OJS: Is there a musical or a lyrical theme to the album?
Christine Fagan: There isn't really a theme, but more of an approach - that of writing lyrics to pre-existing music that I love. The song ideas are kind of all over the place - my visual arts practice has always been that way too. Hopefully the style of Rob Frayne's arrangements, and the singing and playing hold it all together - I think they do.
OJS: What gave you the idea of adding lyrics to existing jazz music? Were you influenced by jazz singers like Jon Hendricks (e.g. "In Walked Bud")?
Christine Fagan: Definitely. Annie Ross's "Twisted" (although I must admit I initially thought it was a Joni composition) was one of my favorites. I still perform it. But even recordings as recent as Cassandra Wilson's lyrics for Seven Steps, to Miles music, follows this method.

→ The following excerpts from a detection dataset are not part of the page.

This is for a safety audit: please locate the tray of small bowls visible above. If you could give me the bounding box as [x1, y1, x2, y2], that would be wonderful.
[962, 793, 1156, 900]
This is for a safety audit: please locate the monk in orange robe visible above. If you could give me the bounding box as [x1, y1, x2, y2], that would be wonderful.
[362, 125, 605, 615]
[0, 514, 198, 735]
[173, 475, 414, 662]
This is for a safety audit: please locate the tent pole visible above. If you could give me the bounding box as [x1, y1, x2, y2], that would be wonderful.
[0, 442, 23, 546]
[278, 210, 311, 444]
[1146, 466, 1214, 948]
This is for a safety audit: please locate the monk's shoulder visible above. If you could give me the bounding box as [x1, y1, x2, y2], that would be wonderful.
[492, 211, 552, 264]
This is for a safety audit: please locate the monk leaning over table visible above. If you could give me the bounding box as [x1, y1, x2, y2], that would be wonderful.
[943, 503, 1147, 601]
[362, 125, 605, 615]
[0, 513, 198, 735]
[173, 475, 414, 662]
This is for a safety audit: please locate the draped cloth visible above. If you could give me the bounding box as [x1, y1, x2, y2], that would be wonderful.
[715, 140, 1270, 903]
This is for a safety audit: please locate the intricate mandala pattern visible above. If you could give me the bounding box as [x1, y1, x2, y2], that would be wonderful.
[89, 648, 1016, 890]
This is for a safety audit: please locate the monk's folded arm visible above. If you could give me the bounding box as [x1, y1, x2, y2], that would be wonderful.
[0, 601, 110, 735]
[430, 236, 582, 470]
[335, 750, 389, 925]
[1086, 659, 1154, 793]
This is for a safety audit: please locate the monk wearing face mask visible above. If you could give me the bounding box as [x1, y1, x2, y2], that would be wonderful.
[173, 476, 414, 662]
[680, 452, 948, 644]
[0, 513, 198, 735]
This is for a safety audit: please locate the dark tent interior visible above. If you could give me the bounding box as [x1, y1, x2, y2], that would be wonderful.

OJS: How long have you been writing material for this album? Did you start with finding music you liked in all cases? Was there any back-and-forth with local composers like Rob Frayne in preparing the material?
Christine Fagan: The first time I wrote a lyric was years ago at jazz camp - the combo I was in was to perform one vocal number, and one instrumental. Not wanting to be left out, and because I fell in love with the instrumental, I locked myself in my cabin, and wrote lyrics to Sam Rivers' "Beatrice" - it's on the album.
OJS: Which composers did you feel you needed the most hubris to compose lyrics for? Bruce Cockburn? Bach? Or musicians you know?
Christine Fagan: I think the musicians I know - they're the ones I can expect feedback from; so far it has been positive.
OJS: It's been more than a year since you recorded and mastered the CD. What barriers did you face in getting it out? How are you distributing it?
Christine Fagan: The main barriers are my inexperience, and the fact that I have a day job. I haven't worked out the distribution side of it yet, but I have friends helping me with that.
OJS: What can the audience expect to hear at this concert? Will the concert be similar to the album? Same musicians? Same material? Or will you be adding extra twists live?
Christine Fagan: The concert will mostly feature tunes from the album. Jamie Gullikson who is the drummer on the album is presently out of the country, but luckily Ottawa's Scott Warren will be stepping in. We will add a few seasonal songs, with a twist, for which I have invited local singers Saffron Bradbury and Peggy White to join us.
March 21, 2016: Corrected the spelling of Jamie Gullikson's name.